Silence kills connections. HTTP connections that send zero bytes are fragile. Any proxy, CDN, or load balancer in the path can terminate them. Streaming with heartbeats is the robust pattern for long-running operations.
Pre-built data is the fastest data. If you have known, static content, serve it from the database. Do not call an external AI service to regenerate content you already have. This seems obvious in retrospect, but it is easy to build a single code path and route everything through it.

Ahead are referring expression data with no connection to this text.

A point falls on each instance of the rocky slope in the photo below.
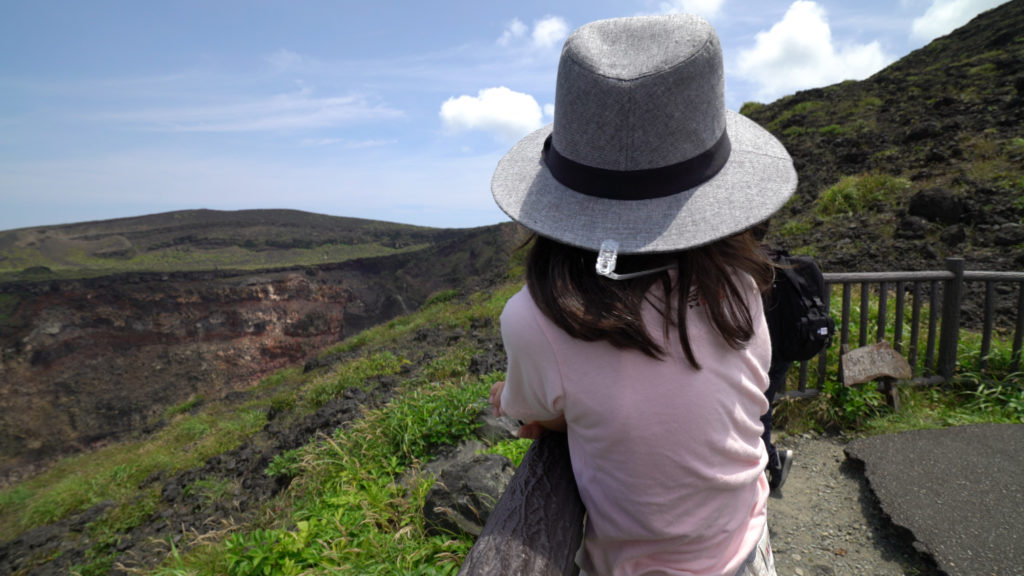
(933, 150)
(88, 360)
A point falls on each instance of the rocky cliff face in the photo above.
(84, 361)
(88, 360)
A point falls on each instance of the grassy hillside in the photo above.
(203, 240)
(922, 161)
(193, 498)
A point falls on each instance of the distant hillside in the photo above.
(193, 240)
(922, 161)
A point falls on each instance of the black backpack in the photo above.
(796, 309)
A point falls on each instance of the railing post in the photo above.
(952, 297)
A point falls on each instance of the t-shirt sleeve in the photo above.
(532, 380)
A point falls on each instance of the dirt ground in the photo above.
(825, 521)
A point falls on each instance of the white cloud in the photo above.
(799, 52)
(550, 32)
(706, 8)
(299, 110)
(515, 29)
(504, 113)
(284, 59)
(944, 16)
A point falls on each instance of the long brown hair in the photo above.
(562, 281)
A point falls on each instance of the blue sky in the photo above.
(383, 110)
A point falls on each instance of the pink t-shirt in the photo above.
(669, 460)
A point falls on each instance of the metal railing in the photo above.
(943, 291)
(538, 524)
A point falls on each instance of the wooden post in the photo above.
(952, 297)
(537, 526)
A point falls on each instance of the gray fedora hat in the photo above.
(642, 151)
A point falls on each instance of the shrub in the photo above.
(864, 193)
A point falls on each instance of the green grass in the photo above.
(79, 263)
(864, 193)
(993, 396)
(354, 503)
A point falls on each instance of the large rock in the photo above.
(467, 489)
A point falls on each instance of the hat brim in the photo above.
(756, 181)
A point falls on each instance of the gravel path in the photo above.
(826, 522)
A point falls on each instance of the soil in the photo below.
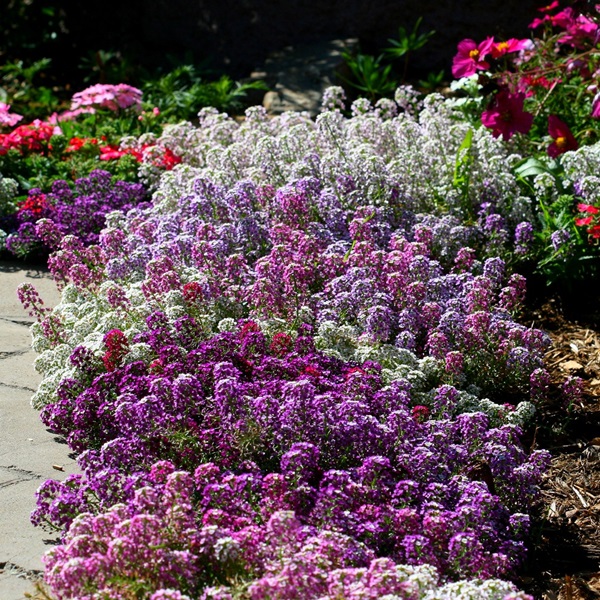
(564, 556)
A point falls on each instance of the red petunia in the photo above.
(563, 139)
(506, 116)
(470, 57)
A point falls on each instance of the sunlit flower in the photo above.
(112, 97)
(563, 139)
(512, 45)
(506, 116)
(470, 57)
(7, 118)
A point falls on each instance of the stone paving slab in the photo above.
(29, 454)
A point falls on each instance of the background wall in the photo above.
(238, 34)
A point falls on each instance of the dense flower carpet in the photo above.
(288, 354)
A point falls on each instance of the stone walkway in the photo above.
(29, 454)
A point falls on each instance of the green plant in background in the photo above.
(182, 92)
(564, 252)
(107, 66)
(20, 86)
(378, 79)
(370, 75)
(407, 43)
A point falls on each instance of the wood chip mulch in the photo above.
(564, 563)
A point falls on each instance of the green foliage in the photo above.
(407, 43)
(20, 87)
(182, 92)
(370, 75)
(378, 79)
(563, 253)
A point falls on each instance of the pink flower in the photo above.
(506, 116)
(7, 118)
(564, 140)
(513, 45)
(588, 208)
(578, 31)
(596, 107)
(113, 97)
(469, 58)
(560, 19)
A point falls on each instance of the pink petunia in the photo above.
(512, 45)
(112, 97)
(563, 139)
(506, 116)
(596, 107)
(7, 118)
(579, 31)
(470, 57)
(588, 208)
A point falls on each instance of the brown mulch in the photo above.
(564, 562)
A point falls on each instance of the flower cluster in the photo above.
(111, 97)
(33, 137)
(7, 118)
(172, 554)
(45, 218)
(298, 371)
(554, 77)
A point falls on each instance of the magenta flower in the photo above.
(113, 97)
(579, 31)
(513, 45)
(506, 116)
(596, 107)
(563, 139)
(7, 118)
(470, 57)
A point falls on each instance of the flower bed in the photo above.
(298, 371)
(287, 365)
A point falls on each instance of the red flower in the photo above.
(549, 7)
(564, 140)
(78, 143)
(312, 371)
(117, 346)
(469, 58)
(506, 116)
(36, 205)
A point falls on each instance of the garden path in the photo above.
(29, 454)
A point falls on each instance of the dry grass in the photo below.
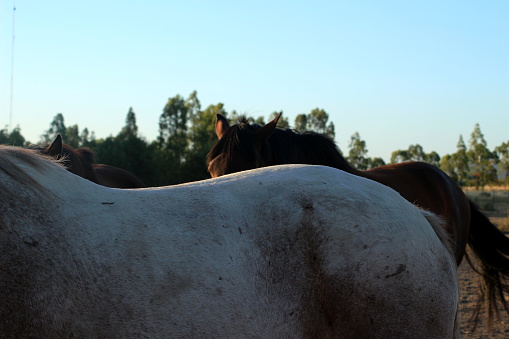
(494, 202)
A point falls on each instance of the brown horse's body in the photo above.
(115, 177)
(80, 161)
(245, 146)
(431, 189)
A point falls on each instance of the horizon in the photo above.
(397, 73)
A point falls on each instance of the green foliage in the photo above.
(415, 153)
(187, 133)
(317, 120)
(13, 138)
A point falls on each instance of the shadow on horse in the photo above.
(282, 252)
(245, 146)
(80, 161)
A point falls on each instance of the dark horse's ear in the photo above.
(221, 125)
(267, 130)
(57, 146)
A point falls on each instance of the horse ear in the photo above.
(221, 125)
(267, 130)
(57, 146)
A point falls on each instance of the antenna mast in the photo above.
(12, 63)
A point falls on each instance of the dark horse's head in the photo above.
(78, 161)
(244, 143)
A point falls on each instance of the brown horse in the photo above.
(246, 146)
(80, 161)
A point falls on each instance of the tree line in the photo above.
(186, 134)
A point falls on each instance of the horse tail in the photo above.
(490, 247)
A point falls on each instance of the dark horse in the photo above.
(246, 146)
(80, 161)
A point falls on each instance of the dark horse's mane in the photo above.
(285, 146)
(77, 161)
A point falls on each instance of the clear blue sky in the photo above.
(397, 72)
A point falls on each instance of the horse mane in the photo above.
(284, 146)
(79, 161)
(11, 156)
(236, 141)
(307, 147)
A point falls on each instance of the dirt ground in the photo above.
(468, 283)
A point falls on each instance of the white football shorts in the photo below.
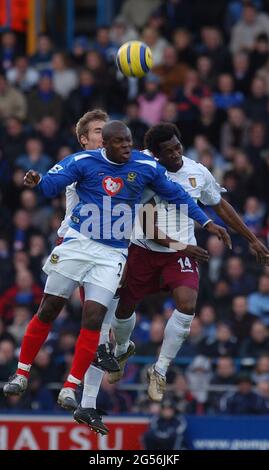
(87, 261)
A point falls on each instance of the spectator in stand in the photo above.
(11, 194)
(137, 12)
(264, 74)
(156, 43)
(192, 346)
(234, 132)
(241, 71)
(224, 344)
(166, 431)
(263, 391)
(12, 101)
(42, 58)
(152, 101)
(136, 125)
(207, 317)
(240, 282)
(13, 139)
(257, 147)
(121, 31)
(225, 373)
(104, 45)
(241, 321)
(244, 401)
(171, 72)
(209, 121)
(79, 49)
(44, 101)
(182, 41)
(198, 375)
(213, 46)
(34, 158)
(253, 215)
(226, 96)
(261, 370)
(259, 54)
(9, 50)
(24, 292)
(65, 78)
(258, 302)
(51, 135)
(249, 26)
(188, 98)
(86, 96)
(256, 105)
(22, 230)
(258, 342)
(22, 75)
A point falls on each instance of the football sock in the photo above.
(92, 383)
(85, 350)
(176, 331)
(122, 329)
(106, 325)
(35, 335)
(93, 376)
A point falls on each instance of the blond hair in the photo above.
(82, 125)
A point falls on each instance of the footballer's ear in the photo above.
(83, 141)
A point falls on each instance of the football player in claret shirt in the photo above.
(94, 249)
(148, 261)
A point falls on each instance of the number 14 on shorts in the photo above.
(185, 265)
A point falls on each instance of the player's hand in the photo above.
(197, 253)
(221, 233)
(31, 178)
(260, 251)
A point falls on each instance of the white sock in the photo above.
(106, 325)
(122, 329)
(176, 331)
(92, 383)
(93, 377)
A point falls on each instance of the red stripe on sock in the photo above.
(86, 347)
(34, 337)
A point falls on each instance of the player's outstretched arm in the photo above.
(227, 213)
(31, 179)
(149, 222)
(56, 179)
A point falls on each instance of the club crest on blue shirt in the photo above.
(193, 182)
(112, 186)
(54, 258)
(131, 176)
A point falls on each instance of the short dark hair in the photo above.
(82, 125)
(158, 134)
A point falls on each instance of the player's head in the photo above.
(89, 129)
(117, 140)
(163, 140)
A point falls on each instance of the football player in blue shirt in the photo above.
(110, 183)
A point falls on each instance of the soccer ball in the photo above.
(134, 59)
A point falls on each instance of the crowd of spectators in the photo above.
(211, 78)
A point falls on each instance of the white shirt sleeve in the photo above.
(211, 192)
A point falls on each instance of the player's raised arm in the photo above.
(175, 194)
(227, 213)
(57, 178)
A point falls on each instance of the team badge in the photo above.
(54, 258)
(193, 182)
(131, 176)
(112, 186)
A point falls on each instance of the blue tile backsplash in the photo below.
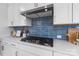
(43, 27)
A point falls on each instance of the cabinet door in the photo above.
(24, 53)
(76, 13)
(26, 6)
(11, 14)
(8, 50)
(60, 54)
(14, 16)
(42, 4)
(62, 13)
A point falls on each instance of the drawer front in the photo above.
(37, 51)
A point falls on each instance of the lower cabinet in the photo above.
(8, 49)
(60, 54)
(24, 53)
(13, 49)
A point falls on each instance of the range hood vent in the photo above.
(39, 12)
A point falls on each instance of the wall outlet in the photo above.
(59, 36)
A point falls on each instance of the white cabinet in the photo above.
(23, 52)
(42, 4)
(14, 16)
(75, 13)
(16, 49)
(8, 49)
(62, 13)
(60, 54)
(26, 6)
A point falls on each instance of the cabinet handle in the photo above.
(2, 48)
(13, 44)
(16, 53)
(12, 23)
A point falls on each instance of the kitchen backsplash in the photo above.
(43, 27)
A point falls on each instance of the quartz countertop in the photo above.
(62, 46)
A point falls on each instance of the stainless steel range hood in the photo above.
(39, 12)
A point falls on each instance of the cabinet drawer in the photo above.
(37, 51)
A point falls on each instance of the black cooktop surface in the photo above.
(39, 40)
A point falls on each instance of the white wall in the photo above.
(4, 30)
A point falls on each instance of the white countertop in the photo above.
(59, 45)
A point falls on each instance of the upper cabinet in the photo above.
(62, 13)
(14, 16)
(43, 4)
(76, 13)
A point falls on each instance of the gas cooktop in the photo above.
(39, 40)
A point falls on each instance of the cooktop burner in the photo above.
(39, 40)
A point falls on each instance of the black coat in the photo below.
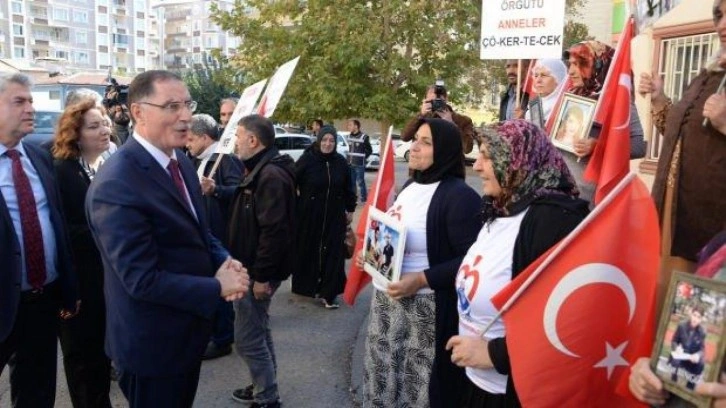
(217, 206)
(324, 196)
(548, 220)
(262, 224)
(73, 184)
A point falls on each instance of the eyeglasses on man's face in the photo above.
(174, 107)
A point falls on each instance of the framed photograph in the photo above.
(689, 347)
(385, 240)
(573, 121)
(535, 113)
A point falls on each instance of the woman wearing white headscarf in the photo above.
(549, 78)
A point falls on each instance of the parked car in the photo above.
(292, 144)
(43, 127)
(403, 152)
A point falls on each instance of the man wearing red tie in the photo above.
(147, 217)
(36, 277)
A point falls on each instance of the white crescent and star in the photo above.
(577, 278)
(626, 82)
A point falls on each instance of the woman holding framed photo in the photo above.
(412, 318)
(588, 63)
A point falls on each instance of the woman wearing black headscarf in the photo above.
(411, 320)
(325, 205)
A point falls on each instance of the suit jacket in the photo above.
(11, 257)
(159, 263)
(73, 182)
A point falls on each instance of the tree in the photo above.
(211, 82)
(369, 59)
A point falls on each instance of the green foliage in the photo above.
(574, 33)
(210, 82)
(369, 59)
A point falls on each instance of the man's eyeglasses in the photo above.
(175, 107)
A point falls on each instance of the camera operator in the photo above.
(115, 103)
(435, 105)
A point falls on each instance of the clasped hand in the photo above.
(233, 279)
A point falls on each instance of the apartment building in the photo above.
(188, 34)
(78, 34)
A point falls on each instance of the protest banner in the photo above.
(276, 87)
(515, 29)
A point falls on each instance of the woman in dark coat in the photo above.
(325, 206)
(83, 135)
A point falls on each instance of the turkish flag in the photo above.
(529, 80)
(586, 312)
(381, 196)
(610, 161)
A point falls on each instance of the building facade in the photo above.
(187, 33)
(78, 35)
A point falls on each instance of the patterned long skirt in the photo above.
(399, 351)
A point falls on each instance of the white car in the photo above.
(293, 144)
(403, 152)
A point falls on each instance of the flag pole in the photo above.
(561, 247)
(382, 165)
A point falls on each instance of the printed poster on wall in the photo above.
(244, 107)
(517, 29)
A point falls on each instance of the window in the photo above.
(60, 14)
(80, 57)
(81, 37)
(681, 59)
(80, 16)
(282, 143)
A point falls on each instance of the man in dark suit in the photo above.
(218, 191)
(36, 277)
(147, 217)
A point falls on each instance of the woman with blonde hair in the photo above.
(81, 137)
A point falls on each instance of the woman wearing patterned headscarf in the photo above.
(549, 78)
(325, 204)
(588, 63)
(411, 319)
(530, 203)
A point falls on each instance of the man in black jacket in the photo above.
(218, 191)
(508, 105)
(262, 235)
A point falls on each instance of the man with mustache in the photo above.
(36, 276)
(507, 106)
(147, 217)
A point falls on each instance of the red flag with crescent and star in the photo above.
(610, 160)
(381, 197)
(575, 331)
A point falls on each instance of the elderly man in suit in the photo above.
(36, 277)
(146, 214)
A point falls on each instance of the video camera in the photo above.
(438, 104)
(115, 94)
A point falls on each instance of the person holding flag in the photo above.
(591, 77)
(530, 204)
(412, 318)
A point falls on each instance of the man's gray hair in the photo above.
(203, 124)
(81, 94)
(15, 78)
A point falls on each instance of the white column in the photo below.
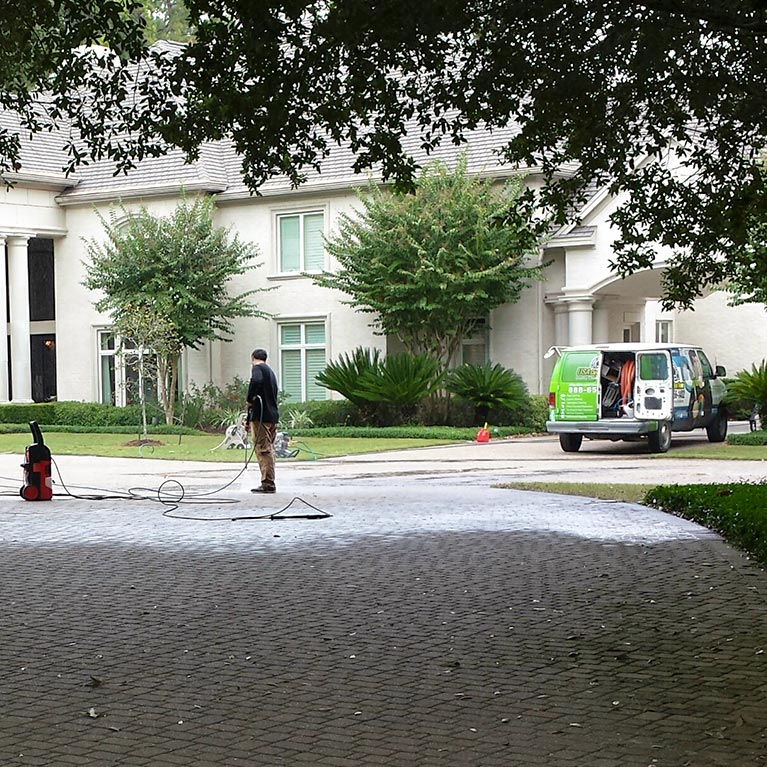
(561, 325)
(18, 284)
(600, 324)
(4, 377)
(579, 321)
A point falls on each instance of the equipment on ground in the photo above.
(38, 485)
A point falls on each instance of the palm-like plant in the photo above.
(487, 386)
(750, 386)
(403, 380)
(344, 375)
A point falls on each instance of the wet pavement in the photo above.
(429, 619)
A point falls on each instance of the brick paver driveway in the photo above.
(423, 624)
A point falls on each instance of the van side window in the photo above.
(705, 365)
(653, 367)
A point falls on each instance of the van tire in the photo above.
(660, 439)
(717, 429)
(570, 443)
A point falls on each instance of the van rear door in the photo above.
(653, 386)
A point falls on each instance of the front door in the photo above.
(653, 387)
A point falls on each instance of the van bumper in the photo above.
(613, 429)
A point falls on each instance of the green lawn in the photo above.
(718, 450)
(199, 447)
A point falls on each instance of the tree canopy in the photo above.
(166, 281)
(664, 100)
(428, 265)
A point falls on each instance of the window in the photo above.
(301, 244)
(302, 356)
(474, 348)
(663, 330)
(119, 372)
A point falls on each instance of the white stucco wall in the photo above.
(735, 337)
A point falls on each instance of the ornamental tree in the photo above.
(428, 265)
(166, 282)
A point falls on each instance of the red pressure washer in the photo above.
(38, 485)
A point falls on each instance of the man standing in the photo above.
(263, 416)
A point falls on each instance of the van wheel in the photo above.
(570, 443)
(660, 439)
(717, 429)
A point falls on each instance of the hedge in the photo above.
(738, 511)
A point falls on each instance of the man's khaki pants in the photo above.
(263, 439)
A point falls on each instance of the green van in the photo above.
(634, 391)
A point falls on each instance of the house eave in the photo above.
(162, 189)
(56, 182)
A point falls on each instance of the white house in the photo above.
(60, 346)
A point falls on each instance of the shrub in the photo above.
(536, 413)
(487, 387)
(344, 375)
(736, 511)
(750, 386)
(206, 407)
(402, 380)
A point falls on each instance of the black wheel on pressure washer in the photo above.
(660, 439)
(570, 443)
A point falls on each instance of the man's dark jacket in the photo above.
(263, 384)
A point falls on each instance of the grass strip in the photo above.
(736, 511)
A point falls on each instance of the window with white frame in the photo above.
(301, 242)
(663, 331)
(302, 356)
(119, 373)
(474, 348)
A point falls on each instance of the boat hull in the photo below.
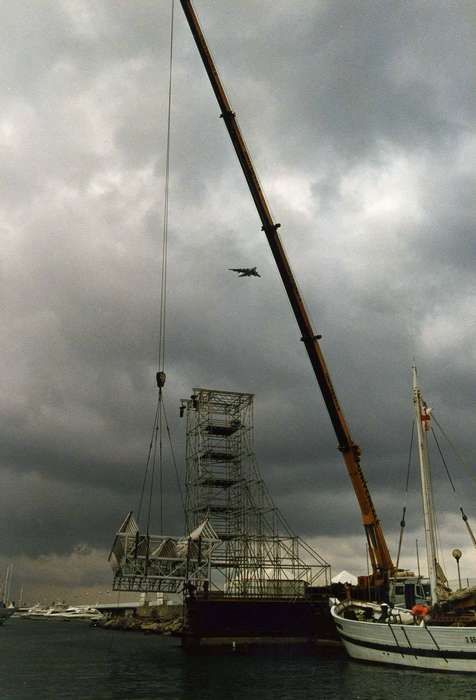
(412, 646)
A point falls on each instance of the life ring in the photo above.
(420, 610)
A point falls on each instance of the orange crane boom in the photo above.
(381, 561)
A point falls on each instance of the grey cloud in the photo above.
(361, 133)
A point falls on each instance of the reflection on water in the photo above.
(58, 660)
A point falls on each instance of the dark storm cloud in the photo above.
(360, 117)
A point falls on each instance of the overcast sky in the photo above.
(360, 117)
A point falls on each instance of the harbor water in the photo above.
(56, 660)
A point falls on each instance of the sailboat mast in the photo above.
(423, 425)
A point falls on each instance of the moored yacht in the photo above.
(440, 636)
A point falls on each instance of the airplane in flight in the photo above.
(245, 271)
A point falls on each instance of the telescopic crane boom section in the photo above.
(381, 561)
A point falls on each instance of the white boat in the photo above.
(436, 637)
(5, 612)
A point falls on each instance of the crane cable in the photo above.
(463, 514)
(155, 453)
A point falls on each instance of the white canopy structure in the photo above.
(345, 577)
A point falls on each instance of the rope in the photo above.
(444, 461)
(174, 461)
(458, 456)
(146, 472)
(163, 287)
(402, 522)
(155, 454)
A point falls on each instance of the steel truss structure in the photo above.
(157, 563)
(258, 554)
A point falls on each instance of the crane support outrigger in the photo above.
(382, 565)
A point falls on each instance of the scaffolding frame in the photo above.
(156, 563)
(258, 554)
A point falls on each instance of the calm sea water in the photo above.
(56, 660)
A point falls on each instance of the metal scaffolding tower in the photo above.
(258, 554)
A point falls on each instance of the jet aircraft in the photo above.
(245, 271)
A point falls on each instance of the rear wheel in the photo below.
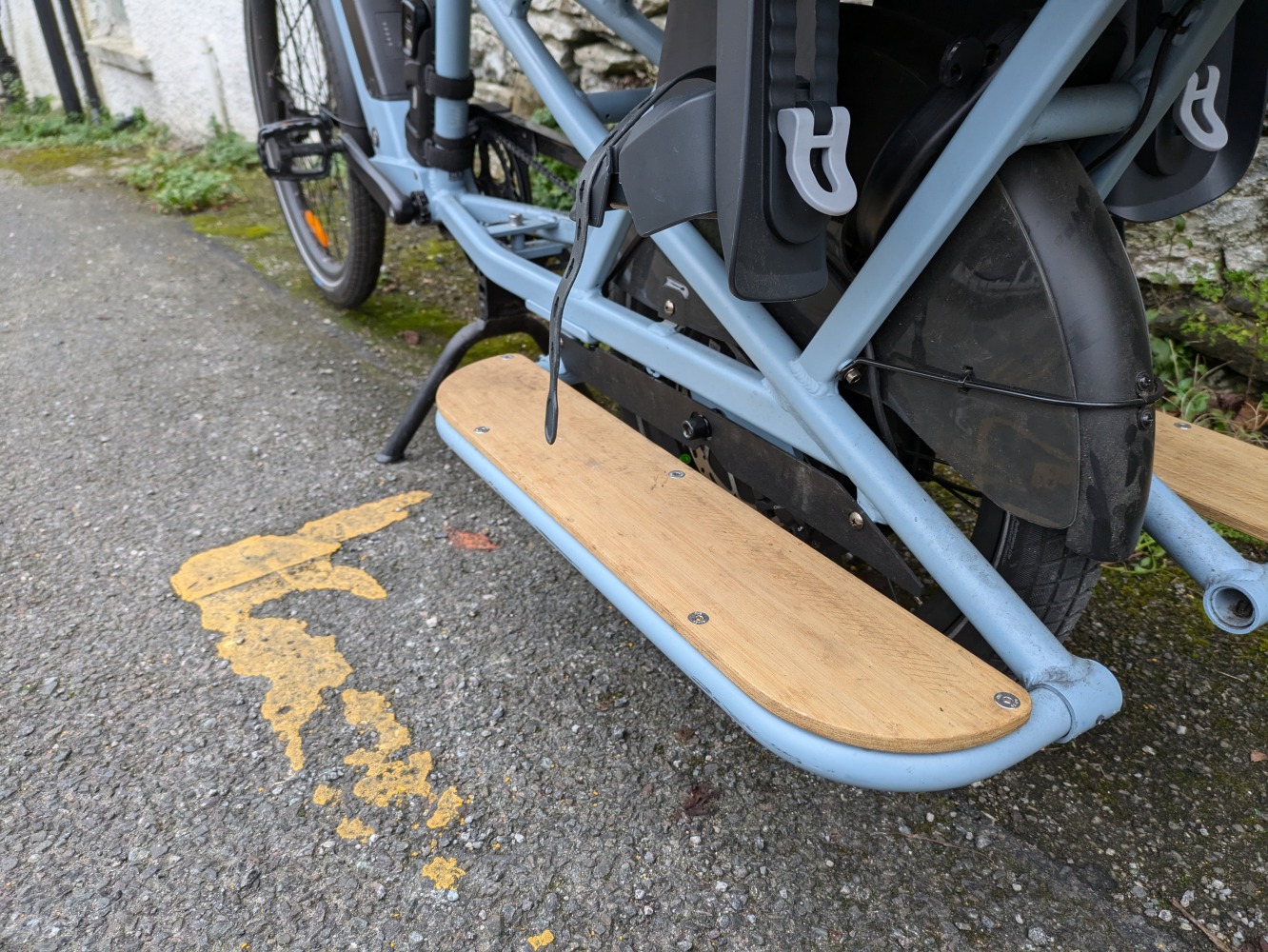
(297, 71)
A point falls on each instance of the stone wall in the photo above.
(1230, 232)
(586, 50)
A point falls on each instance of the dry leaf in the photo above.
(472, 542)
(699, 802)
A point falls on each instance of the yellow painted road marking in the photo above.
(352, 828)
(444, 872)
(228, 584)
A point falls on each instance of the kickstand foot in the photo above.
(501, 313)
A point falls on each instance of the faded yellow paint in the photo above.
(446, 810)
(369, 710)
(542, 941)
(231, 582)
(444, 872)
(228, 584)
(352, 828)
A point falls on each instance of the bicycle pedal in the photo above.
(288, 152)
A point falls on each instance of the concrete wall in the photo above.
(182, 61)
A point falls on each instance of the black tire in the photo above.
(298, 71)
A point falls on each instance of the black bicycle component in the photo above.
(967, 381)
(1041, 302)
(501, 313)
(789, 483)
(1179, 168)
(301, 72)
(396, 205)
(771, 56)
(288, 153)
(374, 26)
(424, 85)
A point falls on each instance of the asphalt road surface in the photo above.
(262, 692)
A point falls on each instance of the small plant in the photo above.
(545, 191)
(1149, 558)
(1187, 389)
(190, 182)
(1251, 333)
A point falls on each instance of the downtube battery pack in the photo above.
(424, 85)
(779, 146)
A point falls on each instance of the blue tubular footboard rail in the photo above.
(791, 396)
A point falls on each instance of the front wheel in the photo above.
(300, 71)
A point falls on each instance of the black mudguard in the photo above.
(1034, 290)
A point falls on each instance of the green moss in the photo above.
(245, 232)
(46, 167)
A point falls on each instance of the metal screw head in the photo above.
(1009, 703)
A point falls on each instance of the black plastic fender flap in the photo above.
(1034, 291)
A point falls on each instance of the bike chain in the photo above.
(530, 160)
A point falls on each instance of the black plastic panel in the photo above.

Speculative prefetch is free performance. The user clicked a topic. They are going to click Generate. Start working before they ask. The worst case is a wasted background request. The best case is the user perceives zero latency.
Deduplication is cheap insurance. A module-level Map with a JSON key is trivial to implement. Under load, it prevents redundant calls to expensive external services. The cleanup happens automatically via .finally().
This post documents the engineering work done on the Upsoma pathway generation system across four iterations of diagnosis and optimization.